SINCE November 2013 CARICOM has been proclaiming many intended positions on the subject of Dominican Republic (DR) treatment of Haitians and Haitian-Dominicans. Not a single one, I regret to say, has so far been implemented.
At its most recent meeting in The Bahamas last month, CARICOM was once more “condemn(ing)” and “reiterat(ing) condemnation.” And saying for the umpteenth time that it was “maintain(ing) its posture of ‘no business as usual’ with the (DR).” Could someone please tell us what is “usual” and “non-usual” business? Also, let’s be honest: the DR is not alone in its attitude towards Haitians. The Bahamas isn’t far behind.
Last September that country’s Immigration Minister, Fred Mitchell, unveiled a new immigration policy. Inter alia, the government would not, on pain of arrest and deportation, accept applications for people without legal status in The Bahamas. From November 1, 2014 all persons living in the country would be required to have their national passports. Those born in The Bahamas would get a residence permit enabling them to live and work in the country and allowing “access of children to school” – this “(would) not apply to the children of those (in the country) illegally.” Also from November 1, new work permit procedures would come into force. The practice of issuing Certificates of Identity to non-nationals born in the country would cease.
It has been widely assumed that the new policy is aimed at Haitians, many if not most of whom are in The Bahamas illegally and undocumented. The government has denied this: all it was doing, said Mr Mitchell in an address at the UWI Cave Hill campus early last month, was “enforcing the laws of The Bahamas”; immigration “must be through the front door…and must be documented.” He said also: “You cannot have a situation where the national security of a country, its national identity (my emphasis) is threatened merely because a society refuses to enforce its laws on immigration…What The Bahamas proposes is not unusual or unique or new.”
As for the fuss being made over children affected by the new policy, he protested he had said nothing about their exclusion from school – that was a matter for the Ministry of Education.

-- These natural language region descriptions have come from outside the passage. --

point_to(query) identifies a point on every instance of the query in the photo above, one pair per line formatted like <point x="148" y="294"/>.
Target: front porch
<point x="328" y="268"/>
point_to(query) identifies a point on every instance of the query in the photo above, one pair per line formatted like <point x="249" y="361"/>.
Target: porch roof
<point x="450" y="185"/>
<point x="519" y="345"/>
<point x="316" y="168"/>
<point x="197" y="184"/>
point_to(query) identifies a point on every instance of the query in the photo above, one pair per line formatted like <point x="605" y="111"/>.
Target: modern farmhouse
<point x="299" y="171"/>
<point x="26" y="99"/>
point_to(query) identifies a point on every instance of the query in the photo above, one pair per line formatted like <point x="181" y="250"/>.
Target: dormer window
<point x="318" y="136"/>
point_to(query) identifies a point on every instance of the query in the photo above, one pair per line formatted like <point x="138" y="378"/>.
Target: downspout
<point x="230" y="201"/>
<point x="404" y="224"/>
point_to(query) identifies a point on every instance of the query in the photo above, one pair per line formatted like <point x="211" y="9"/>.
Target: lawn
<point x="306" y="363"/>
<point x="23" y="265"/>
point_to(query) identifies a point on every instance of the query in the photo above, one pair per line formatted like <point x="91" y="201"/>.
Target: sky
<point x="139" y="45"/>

He did, however, want to remind everyone that “tens of thousands of children were deported from the US over the past year when it became clear that they were being used to subvert the national security of the country.” What that apparent analogy might mean in The Bahamas context escapes me. And he added, strangely, that those who opposed the new policy were “people of questionable mental stability.” Comment fails.
The Robert F. Kennedy Center for Justice and Human Rights (The Center) has been unimpressed by the actions and explanations of the Bahamas government. Late last year it said it had been receiving reports that immigration raids were targeting Haitians. It stated that “thousands of children in The Bahamas now live in fear of arbitrary arrest or deportation.” The government was also “endangering the human rights of persons in immigration detention…”
The Center issued another stinging press release on February 23, charging the government with conducting mass raids on Haitian communities and detaining minors without their parents. (One hears of children being pulled out of classrooms.) It spoke of “squalid detention conditions and discriminatory treatment of Haitians and those of Haitian descent…” I might add that 10 days earlier the Inter-American Commission on Human Rights (IACHR) had requested the government to take a number of measures regarding persons in immigration detention.
Like any government, the Bahamas government has to be concerned about the country’s security. But it is significant that in his September 2014 statement Mr Mitchell appears to have mentioned by name only one country as causing difficulties: Haiti. Then, leaving no doubt, he spoke darkly about “so much criminality involved in immigration.”
On February 23 The Center asked CARICOM heads to use their Bahamas meeting “to urge the government to fully comply with the (IACHR’s) measures.” If this happened, it isn’t reflected in the meeting’s communiqué. Rather, the DR is once more lambasted.
Thunderous fulminations on the DR and thunderous silence on The Bahamas? Was this politeness to one’s hosts in Nassau, or solidarity with them? Or just plain and simple hypocrisy?